The negative impact of AI has been the subject of vociferous debate. Most of these deleterious impacts are largely anticipated based on observations of current instantiations of AI. We can predict the proliferation of deep fakes because we are seeing them, and we can anticipate that as the technology gets better and spreads wider, these fakes will indeed proliferate. We can anticipate that some jobs will be replaced and some will be augmented by AI because we see it happening. We can predict that data privacy and ownership will be a growing concern. We can predict that multi-modal LLMs will likely reduce hallucinations, improve training, and enhance outputs.

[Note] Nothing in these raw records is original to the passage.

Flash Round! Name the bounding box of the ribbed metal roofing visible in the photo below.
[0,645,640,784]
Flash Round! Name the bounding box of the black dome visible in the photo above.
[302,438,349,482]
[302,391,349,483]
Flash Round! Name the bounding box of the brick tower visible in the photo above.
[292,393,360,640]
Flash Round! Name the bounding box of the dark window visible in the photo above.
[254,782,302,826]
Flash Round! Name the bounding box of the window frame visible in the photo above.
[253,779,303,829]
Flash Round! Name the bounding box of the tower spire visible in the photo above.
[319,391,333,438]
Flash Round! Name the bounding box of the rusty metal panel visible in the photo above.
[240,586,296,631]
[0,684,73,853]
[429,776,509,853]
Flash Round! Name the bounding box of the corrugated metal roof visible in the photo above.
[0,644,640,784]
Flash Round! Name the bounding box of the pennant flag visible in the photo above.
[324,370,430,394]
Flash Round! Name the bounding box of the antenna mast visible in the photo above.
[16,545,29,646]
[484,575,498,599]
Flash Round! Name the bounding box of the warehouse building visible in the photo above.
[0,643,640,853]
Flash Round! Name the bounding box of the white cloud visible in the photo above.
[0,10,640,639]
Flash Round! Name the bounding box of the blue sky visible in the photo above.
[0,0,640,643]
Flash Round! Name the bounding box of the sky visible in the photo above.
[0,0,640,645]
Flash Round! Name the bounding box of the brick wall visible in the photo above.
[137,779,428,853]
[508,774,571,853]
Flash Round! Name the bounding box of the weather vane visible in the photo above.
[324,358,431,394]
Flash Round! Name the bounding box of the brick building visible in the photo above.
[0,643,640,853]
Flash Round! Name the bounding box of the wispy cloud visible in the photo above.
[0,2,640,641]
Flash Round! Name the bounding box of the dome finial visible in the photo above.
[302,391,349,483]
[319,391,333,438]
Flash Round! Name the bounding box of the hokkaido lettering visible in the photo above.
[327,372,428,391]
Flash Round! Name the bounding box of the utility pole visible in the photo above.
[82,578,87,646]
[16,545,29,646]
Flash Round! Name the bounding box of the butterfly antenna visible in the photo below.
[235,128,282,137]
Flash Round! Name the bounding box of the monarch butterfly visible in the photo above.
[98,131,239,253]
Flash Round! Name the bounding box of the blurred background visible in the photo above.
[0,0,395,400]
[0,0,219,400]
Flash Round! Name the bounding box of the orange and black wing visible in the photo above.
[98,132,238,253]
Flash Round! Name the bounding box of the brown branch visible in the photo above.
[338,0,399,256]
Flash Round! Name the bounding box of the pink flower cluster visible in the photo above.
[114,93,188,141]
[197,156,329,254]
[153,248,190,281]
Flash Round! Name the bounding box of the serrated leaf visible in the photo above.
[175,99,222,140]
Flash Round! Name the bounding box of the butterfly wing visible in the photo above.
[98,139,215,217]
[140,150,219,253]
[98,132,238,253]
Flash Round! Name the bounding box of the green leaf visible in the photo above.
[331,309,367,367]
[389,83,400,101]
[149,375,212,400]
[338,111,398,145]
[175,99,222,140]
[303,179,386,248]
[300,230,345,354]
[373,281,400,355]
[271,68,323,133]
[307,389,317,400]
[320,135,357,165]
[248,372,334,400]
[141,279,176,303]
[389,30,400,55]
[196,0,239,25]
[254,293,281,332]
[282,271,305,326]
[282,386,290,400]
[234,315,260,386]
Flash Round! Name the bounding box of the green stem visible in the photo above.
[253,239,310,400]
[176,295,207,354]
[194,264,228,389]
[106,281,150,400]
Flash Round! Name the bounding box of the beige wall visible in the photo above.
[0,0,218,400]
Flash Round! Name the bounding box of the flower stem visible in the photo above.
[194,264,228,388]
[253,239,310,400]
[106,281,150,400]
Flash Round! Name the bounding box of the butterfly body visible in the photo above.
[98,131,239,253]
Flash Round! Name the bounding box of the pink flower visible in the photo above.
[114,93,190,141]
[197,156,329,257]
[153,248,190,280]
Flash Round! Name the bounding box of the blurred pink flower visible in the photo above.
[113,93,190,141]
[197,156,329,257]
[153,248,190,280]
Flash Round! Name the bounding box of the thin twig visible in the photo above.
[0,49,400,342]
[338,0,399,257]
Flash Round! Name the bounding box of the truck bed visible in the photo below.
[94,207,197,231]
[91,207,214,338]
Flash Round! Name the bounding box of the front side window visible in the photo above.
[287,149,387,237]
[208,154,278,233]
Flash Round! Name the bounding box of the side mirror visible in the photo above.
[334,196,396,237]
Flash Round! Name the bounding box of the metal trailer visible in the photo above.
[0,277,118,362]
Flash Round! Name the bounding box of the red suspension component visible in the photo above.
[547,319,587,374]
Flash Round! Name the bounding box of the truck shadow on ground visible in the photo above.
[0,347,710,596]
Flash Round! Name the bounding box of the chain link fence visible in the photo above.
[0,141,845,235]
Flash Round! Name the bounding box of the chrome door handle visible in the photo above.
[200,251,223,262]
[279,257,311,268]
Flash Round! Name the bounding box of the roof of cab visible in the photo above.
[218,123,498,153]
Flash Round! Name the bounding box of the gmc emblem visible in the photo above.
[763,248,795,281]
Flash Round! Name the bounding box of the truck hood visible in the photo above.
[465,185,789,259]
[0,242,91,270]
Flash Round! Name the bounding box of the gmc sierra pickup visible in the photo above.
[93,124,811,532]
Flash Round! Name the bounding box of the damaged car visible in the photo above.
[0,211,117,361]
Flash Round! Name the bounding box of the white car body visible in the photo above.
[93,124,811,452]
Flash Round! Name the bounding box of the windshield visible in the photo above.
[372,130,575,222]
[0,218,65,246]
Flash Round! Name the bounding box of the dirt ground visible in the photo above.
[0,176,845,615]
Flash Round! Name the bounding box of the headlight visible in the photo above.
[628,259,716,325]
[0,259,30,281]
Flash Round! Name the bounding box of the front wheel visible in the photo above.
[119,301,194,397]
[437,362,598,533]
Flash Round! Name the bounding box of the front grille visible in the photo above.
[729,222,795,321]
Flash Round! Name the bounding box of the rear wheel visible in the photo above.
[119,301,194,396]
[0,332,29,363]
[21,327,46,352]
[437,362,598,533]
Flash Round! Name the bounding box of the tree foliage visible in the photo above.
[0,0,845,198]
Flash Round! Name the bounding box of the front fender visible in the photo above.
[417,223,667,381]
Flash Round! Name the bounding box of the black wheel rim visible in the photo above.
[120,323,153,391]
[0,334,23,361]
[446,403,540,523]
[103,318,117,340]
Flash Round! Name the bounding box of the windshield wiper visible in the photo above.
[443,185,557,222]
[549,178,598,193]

These trends are evident. However, while we can extrapolate, it is hard to see discontinuities. What is missing in our discourse are the unanticipated consequences of AI’s impact on society.It is missing because it is unanticipated. However, given the high stakes, it needs to be part of the conversation.
Let’s take the case of social media. We got social media regulation incredibly wrong. Social media companies adopted an advertising model that generally rewards eyeballs. Fostering engagement on your platform is a completely rational corporate decision, given the strong engagement-to-dollar relationship under an advertising model. So far, so good. However, while extremely lucrative for social media companies, this objective function had an unanticipated consequence of increasing the noise/signal ratio and promoting extreme content. Social media companies buttressed their engagement model with engagement-promoting tools (like the “thumbs up” and “algorithmically curated feeds”) that created unhealthy benchmarks of normalcy and even more unhealthy competition. Again, these rational decisions for a company extend into negative impacts on society manifested in polarization, disinformation, and mental health issues (particularly in young adults). Post-hoc efforts (like fact-checking) to rectify these issues turn out to be band-aids, marginally effective solutions that just tinker with the problem’s symptoms.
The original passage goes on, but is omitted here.